Michigan State gives Tom Izzo new deal $6.2M per year
Newslooks- AP
Michigan State has signed coach Tom Izzo to a new deal valued at $6.2 million per season, giving him about $2 million more each year.
The school announced the deal Thursday, saying that the five-year rollover contract will need to be approved by its board next month.
“Michigan State has been a home to me and my family for 40 years and I’m ecstatic to sign this contract,” said Izzo, who was hired at the school by the late Jud Heathcote as a part-time assistant in 1983.
Izzo, 67, who was inducted into the Basketball Hall of Fame in 2016, won a national championship in 2000 and leads all active coaches with eight Final Four appearances. He led Michigan State to a Big Ten-record 24th straight NCAA Tournament last season. He has won the Big Ten title 10 times in the regular season and six conference tournament championships.
“We have worked hard to maintain championship standards and I’m as energized to coach now as I was when I started as the head coach in 1995,” Izzo said.
Izzo was promoted from assistant to head coach to replacing the retiring Heathcote.

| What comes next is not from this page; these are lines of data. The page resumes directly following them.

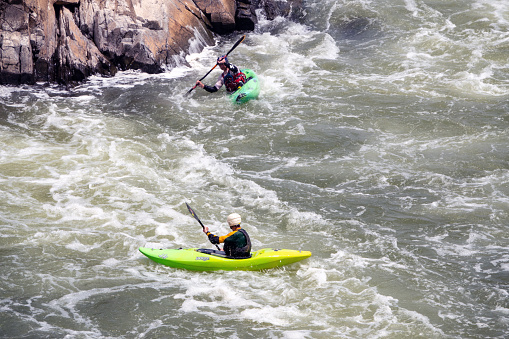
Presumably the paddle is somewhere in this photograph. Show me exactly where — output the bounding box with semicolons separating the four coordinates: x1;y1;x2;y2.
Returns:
186;35;246;95
186;202;221;251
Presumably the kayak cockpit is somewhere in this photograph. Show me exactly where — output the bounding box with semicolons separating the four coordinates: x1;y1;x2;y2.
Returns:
196;248;251;260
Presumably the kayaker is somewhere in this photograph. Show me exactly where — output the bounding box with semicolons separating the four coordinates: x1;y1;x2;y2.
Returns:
203;213;251;258
196;55;247;94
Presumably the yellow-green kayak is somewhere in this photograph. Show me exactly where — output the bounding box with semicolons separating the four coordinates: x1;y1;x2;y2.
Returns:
230;69;260;104
140;247;311;271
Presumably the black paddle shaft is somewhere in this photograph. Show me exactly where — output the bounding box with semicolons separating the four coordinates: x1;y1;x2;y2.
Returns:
186;202;221;251
186;35;246;95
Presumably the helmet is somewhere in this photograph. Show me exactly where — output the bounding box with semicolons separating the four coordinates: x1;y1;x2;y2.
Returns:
226;213;242;227
217;55;228;64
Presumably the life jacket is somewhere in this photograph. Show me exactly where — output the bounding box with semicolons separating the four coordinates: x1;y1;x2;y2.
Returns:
223;70;247;93
223;228;251;258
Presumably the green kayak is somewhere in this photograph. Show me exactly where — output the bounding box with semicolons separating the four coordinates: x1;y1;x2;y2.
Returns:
230;69;260;104
140;247;311;271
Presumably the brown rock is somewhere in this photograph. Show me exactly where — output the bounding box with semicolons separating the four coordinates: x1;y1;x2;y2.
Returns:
0;0;302;84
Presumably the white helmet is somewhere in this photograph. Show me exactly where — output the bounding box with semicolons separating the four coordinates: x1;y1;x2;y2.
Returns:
226;213;242;227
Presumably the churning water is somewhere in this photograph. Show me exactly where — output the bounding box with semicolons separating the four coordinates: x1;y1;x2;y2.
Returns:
0;0;509;338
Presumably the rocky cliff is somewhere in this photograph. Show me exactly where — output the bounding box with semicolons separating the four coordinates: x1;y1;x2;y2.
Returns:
0;0;302;84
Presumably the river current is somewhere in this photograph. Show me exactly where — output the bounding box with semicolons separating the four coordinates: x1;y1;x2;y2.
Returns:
0;0;509;339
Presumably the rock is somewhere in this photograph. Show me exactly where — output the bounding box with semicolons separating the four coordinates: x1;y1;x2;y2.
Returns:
0;0;303;85
57;7;116;84
194;0;236;34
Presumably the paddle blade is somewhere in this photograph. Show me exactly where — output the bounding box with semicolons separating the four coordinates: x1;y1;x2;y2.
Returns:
186;202;199;220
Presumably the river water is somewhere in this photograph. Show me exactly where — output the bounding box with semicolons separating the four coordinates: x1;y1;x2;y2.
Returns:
0;0;509;339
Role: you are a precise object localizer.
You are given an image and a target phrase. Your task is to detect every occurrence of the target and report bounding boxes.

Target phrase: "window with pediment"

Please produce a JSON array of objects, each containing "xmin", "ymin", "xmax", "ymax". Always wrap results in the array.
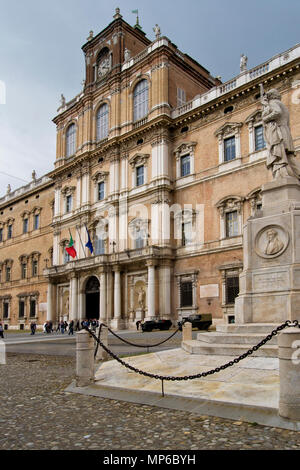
[
  {"xmin": 66, "ymin": 123, "xmax": 76, "ymax": 158},
  {"xmin": 133, "ymin": 79, "xmax": 149, "ymax": 122},
  {"xmin": 92, "ymin": 171, "xmax": 109, "ymax": 202},
  {"xmin": 61, "ymin": 186, "xmax": 76, "ymax": 214},
  {"xmin": 96, "ymin": 47, "xmax": 112, "ymax": 79},
  {"xmin": 246, "ymin": 110, "xmax": 266, "ymax": 154},
  {"xmin": 129, "ymin": 154, "xmax": 149, "ymax": 188},
  {"xmin": 215, "ymin": 122, "xmax": 243, "ymax": 164},
  {"xmin": 96, "ymin": 103, "xmax": 109, "ymax": 141},
  {"xmin": 174, "ymin": 209, "xmax": 197, "ymax": 247},
  {"xmin": 174, "ymin": 142, "xmax": 197, "ymax": 179},
  {"xmin": 246, "ymin": 188, "xmax": 262, "ymax": 215},
  {"xmin": 217, "ymin": 196, "xmax": 243, "ymax": 239},
  {"xmin": 128, "ymin": 217, "xmax": 148, "ymax": 249}
]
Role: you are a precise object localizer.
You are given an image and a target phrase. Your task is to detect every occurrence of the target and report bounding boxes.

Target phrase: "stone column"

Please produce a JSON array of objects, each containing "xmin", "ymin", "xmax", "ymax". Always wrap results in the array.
[
  {"xmin": 159, "ymin": 261, "xmax": 171, "ymax": 320},
  {"xmin": 111, "ymin": 266, "xmax": 123, "ymax": 329},
  {"xmin": 47, "ymin": 282, "xmax": 54, "ymax": 321},
  {"xmin": 278, "ymin": 327, "xmax": 300, "ymax": 421},
  {"xmin": 95, "ymin": 326, "xmax": 109, "ymax": 362},
  {"xmin": 145, "ymin": 260, "xmax": 156, "ymax": 321},
  {"xmin": 100, "ymin": 270, "xmax": 107, "ymax": 322},
  {"xmin": 76, "ymin": 330, "xmax": 94, "ymax": 387},
  {"xmin": 182, "ymin": 321, "xmax": 193, "ymax": 341},
  {"xmin": 69, "ymin": 274, "xmax": 78, "ymax": 321}
]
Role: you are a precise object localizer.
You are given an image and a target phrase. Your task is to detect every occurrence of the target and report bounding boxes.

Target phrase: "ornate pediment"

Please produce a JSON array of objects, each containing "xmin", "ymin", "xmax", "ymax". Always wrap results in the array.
[
  {"xmin": 61, "ymin": 186, "xmax": 76, "ymax": 196},
  {"xmin": 129, "ymin": 153, "xmax": 150, "ymax": 168},
  {"xmin": 216, "ymin": 196, "xmax": 244, "ymax": 216},
  {"xmin": 215, "ymin": 122, "xmax": 243, "ymax": 138},
  {"xmin": 174, "ymin": 142, "xmax": 197, "ymax": 158},
  {"xmin": 92, "ymin": 171, "xmax": 109, "ymax": 183},
  {"xmin": 245, "ymin": 109, "xmax": 262, "ymax": 125}
]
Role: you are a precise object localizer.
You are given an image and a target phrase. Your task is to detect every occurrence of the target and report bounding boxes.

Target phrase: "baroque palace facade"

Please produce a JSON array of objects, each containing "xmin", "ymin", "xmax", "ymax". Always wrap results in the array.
[{"xmin": 0, "ymin": 9, "xmax": 300, "ymax": 328}]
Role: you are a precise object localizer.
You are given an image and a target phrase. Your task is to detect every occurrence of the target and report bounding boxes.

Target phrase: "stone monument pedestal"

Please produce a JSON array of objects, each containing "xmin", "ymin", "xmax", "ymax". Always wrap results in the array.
[
  {"xmin": 135, "ymin": 308, "xmax": 145, "ymax": 321},
  {"xmin": 235, "ymin": 177, "xmax": 300, "ymax": 324}
]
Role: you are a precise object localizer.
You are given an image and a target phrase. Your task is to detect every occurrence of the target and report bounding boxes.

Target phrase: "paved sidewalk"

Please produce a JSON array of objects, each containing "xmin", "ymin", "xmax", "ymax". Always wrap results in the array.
[{"xmin": 0, "ymin": 354, "xmax": 300, "ymax": 450}]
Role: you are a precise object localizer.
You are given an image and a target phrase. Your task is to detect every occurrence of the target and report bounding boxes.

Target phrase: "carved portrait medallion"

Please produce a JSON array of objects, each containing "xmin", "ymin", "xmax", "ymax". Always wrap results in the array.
[{"xmin": 254, "ymin": 225, "xmax": 289, "ymax": 259}]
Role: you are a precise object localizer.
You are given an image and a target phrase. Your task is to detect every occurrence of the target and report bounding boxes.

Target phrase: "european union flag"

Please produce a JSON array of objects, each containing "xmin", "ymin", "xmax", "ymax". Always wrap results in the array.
[{"xmin": 85, "ymin": 226, "xmax": 94, "ymax": 254}]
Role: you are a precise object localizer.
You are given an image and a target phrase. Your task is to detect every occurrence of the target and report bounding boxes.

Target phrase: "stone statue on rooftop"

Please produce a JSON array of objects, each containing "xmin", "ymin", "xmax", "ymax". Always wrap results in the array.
[
  {"xmin": 240, "ymin": 54, "xmax": 248, "ymax": 72},
  {"xmin": 153, "ymin": 24, "xmax": 161, "ymax": 39},
  {"xmin": 261, "ymin": 88, "xmax": 300, "ymax": 179}
]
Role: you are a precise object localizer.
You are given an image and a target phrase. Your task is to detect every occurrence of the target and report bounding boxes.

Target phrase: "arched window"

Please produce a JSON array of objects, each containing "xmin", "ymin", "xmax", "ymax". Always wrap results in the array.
[
  {"xmin": 97, "ymin": 103, "xmax": 108, "ymax": 140},
  {"xmin": 66, "ymin": 124, "xmax": 76, "ymax": 157},
  {"xmin": 133, "ymin": 80, "xmax": 149, "ymax": 121}
]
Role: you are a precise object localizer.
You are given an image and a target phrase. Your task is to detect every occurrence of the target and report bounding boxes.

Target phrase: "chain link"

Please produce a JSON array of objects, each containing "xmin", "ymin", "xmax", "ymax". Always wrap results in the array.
[
  {"xmin": 85, "ymin": 320, "xmax": 300, "ymax": 381},
  {"xmin": 100, "ymin": 323, "xmax": 179, "ymax": 348}
]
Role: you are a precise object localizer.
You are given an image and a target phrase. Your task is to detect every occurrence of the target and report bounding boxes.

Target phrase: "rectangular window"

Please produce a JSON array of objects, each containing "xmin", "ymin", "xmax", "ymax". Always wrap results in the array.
[
  {"xmin": 177, "ymin": 88, "xmax": 186, "ymax": 107},
  {"xmin": 226, "ymin": 211, "xmax": 239, "ymax": 238},
  {"xmin": 5, "ymin": 266, "xmax": 11, "ymax": 282},
  {"xmin": 30, "ymin": 299, "xmax": 36, "ymax": 317},
  {"xmin": 224, "ymin": 137, "xmax": 235, "ymax": 162},
  {"xmin": 135, "ymin": 231, "xmax": 145, "ymax": 248},
  {"xmin": 254, "ymin": 126, "xmax": 266, "ymax": 151},
  {"xmin": 33, "ymin": 214, "xmax": 40, "ymax": 230},
  {"xmin": 32, "ymin": 261, "xmax": 38, "ymax": 277},
  {"xmin": 7, "ymin": 225, "xmax": 12, "ymax": 240},
  {"xmin": 181, "ymin": 222, "xmax": 192, "ymax": 246},
  {"xmin": 98, "ymin": 181, "xmax": 104, "ymax": 201},
  {"xmin": 23, "ymin": 219, "xmax": 28, "ymax": 233},
  {"xmin": 3, "ymin": 302, "xmax": 9, "ymax": 319},
  {"xmin": 180, "ymin": 155, "xmax": 191, "ymax": 176},
  {"xmin": 64, "ymin": 249, "xmax": 70, "ymax": 263},
  {"xmin": 226, "ymin": 276, "xmax": 239, "ymax": 304},
  {"xmin": 95, "ymin": 237, "xmax": 105, "ymax": 255},
  {"xmin": 19, "ymin": 300, "xmax": 25, "ymax": 318},
  {"xmin": 66, "ymin": 196, "xmax": 72, "ymax": 213},
  {"xmin": 180, "ymin": 282, "xmax": 193, "ymax": 307},
  {"xmin": 136, "ymin": 165, "xmax": 144, "ymax": 186},
  {"xmin": 21, "ymin": 263, "xmax": 27, "ymax": 279}
]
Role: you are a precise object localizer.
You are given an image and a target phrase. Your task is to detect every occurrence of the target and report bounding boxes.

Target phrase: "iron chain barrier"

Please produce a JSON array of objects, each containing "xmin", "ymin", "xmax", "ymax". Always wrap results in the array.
[
  {"xmin": 98, "ymin": 323, "xmax": 180, "ymax": 349},
  {"xmin": 85, "ymin": 320, "xmax": 300, "ymax": 396}
]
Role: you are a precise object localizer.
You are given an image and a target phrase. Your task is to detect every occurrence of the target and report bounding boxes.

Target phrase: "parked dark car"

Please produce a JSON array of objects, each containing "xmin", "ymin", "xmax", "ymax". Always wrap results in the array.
[
  {"xmin": 142, "ymin": 320, "xmax": 172, "ymax": 331},
  {"xmin": 178, "ymin": 313, "xmax": 212, "ymax": 331}
]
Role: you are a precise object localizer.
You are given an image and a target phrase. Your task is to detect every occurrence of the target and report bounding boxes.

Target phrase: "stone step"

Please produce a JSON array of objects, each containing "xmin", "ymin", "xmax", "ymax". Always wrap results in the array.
[
  {"xmin": 197, "ymin": 331, "xmax": 277, "ymax": 345},
  {"xmin": 216, "ymin": 322, "xmax": 284, "ymax": 336},
  {"xmin": 181, "ymin": 340, "xmax": 278, "ymax": 357}
]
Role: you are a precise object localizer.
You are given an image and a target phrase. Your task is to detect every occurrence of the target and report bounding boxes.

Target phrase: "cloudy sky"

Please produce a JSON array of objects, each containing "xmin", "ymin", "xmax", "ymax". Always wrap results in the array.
[{"xmin": 0, "ymin": 0, "xmax": 300, "ymax": 197}]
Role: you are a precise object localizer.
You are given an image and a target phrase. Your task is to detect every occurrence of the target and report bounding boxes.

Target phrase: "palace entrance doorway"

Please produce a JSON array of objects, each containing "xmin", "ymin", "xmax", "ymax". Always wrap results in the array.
[{"xmin": 85, "ymin": 276, "xmax": 100, "ymax": 320}]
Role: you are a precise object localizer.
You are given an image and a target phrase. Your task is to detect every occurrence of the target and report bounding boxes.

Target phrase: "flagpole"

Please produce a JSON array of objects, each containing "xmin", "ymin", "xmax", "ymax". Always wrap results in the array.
[
  {"xmin": 76, "ymin": 225, "xmax": 86, "ymax": 258},
  {"xmin": 69, "ymin": 229, "xmax": 78, "ymax": 260}
]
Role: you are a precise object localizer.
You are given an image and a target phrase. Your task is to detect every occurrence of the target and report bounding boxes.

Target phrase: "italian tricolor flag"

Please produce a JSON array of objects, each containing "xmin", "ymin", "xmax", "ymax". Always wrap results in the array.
[{"xmin": 66, "ymin": 234, "xmax": 77, "ymax": 258}]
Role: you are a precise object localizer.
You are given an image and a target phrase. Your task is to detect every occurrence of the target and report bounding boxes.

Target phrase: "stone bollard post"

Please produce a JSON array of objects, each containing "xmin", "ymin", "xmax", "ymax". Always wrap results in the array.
[
  {"xmin": 76, "ymin": 330, "xmax": 94, "ymax": 387},
  {"xmin": 95, "ymin": 326, "xmax": 108, "ymax": 362},
  {"xmin": 0, "ymin": 339, "xmax": 6, "ymax": 364},
  {"xmin": 182, "ymin": 321, "xmax": 193, "ymax": 341},
  {"xmin": 278, "ymin": 327, "xmax": 300, "ymax": 421}
]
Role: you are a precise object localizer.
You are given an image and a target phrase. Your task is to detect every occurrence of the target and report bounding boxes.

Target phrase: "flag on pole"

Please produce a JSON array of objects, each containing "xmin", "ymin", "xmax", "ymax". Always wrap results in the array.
[
  {"xmin": 66, "ymin": 232, "xmax": 77, "ymax": 258},
  {"xmin": 85, "ymin": 226, "xmax": 94, "ymax": 254}
]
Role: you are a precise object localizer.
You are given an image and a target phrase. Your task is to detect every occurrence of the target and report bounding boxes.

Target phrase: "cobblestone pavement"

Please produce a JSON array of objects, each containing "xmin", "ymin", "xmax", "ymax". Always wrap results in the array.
[{"xmin": 0, "ymin": 353, "xmax": 300, "ymax": 450}]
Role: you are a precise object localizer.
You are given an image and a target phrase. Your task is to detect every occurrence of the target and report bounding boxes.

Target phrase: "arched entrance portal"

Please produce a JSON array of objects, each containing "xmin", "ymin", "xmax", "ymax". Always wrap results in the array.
[{"xmin": 85, "ymin": 276, "xmax": 100, "ymax": 320}]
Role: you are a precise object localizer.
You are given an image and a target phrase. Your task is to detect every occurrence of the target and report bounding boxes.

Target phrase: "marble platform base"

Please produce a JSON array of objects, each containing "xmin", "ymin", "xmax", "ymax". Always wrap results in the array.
[{"xmin": 234, "ymin": 177, "xmax": 300, "ymax": 324}]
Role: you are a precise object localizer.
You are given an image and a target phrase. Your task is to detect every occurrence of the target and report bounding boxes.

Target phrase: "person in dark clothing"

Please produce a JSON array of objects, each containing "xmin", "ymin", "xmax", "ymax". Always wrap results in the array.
[{"xmin": 68, "ymin": 320, "xmax": 74, "ymax": 335}]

After a slow start, the hard-driving coach turned the program into a national powerhouse by focusing on rebounding, defending and playing top-flight competition each season before Big Ten play.
Izzo, who is from Iron Mountain, Michigan, in the state’s Upper Peninsula, has won more games (666) than any coach at a Big Ten school. He has lost 267 times, averaging fewer than 10 losses per season.
“We greatly appreciate Coach Izzo’s commitment to our outstanding university and his competitive drive to keep Spartan Basketball as a national powerhouse,” school president Samuel Stanley Jr. said.
Izzo has had multiple chances to leave Michigan State for the NBA and to coach at other colleges and turned down each opportunity, including one from the Cleveland Cavaliers in 2010.
“Twelve years ago, Tom Izzo said he would be a Spartan for life, and today’s announcement further demonstrates and renews this commitment,” athletic director Alan Haller said.